We recognize that it would be easier to stem the ocean’s tide than to stop these practices. But you must stop doing this in secret. You assume a privacy related to our personal data by taking our own privacy away from us and this must stop.
We have the right what you say and sell related to ourselves and this you cannot keep from us.
We, the users, have the right to review the personal data you collect on us. We have the right to challenge it and even add our own comments. If you make assumptions, based on this data, you must ask us before presuming to filter and shape the results you give us users in the name of “better user experience.”
3. In the same name of personalization you determine what we see when we search. You determine who we friend, follow and what we read. You have, without our permission, become our filters and censors.

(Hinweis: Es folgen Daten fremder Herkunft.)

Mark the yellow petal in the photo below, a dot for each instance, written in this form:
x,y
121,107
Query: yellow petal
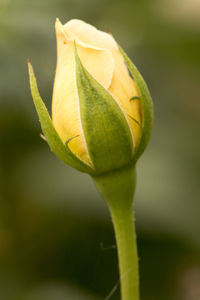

You do this autonomously, and that determines not only what each of us gets to see and know, but also what other people get to see and know about us.
This is just not right. We demand the right to Opt In before you manipulate the content we see.
4. Legally, you are adept at covering your buttocks with small type and legalese that most of us do not read and cannot understand. If you are required to use such language, then you will develop executive summaries, which state in clear and simple terms, what is being said.
5. You select content for us you think we will like. The advantage to you, you believe is that we will stay longer, be exposed to more ads and enjoy the people we encounter.
This may or may not be true. We, the users, have the right to see content and viewpoints that are different from our own. Liberals can opt to see content from conservatives and the reverse. Atheists and agnostics can have easy access to people espousing religious agendas.
We have the right not to become a polarized society for the decisions you make about us without our knowledge or consent.
6. We have the right to own our words, images and thoughts. To take ownership of our words with or without permission is plagiarism. To reuse any intellectual property without attribution is theft. To ignore these facts is to ignore laws as they stand in most countries of the world.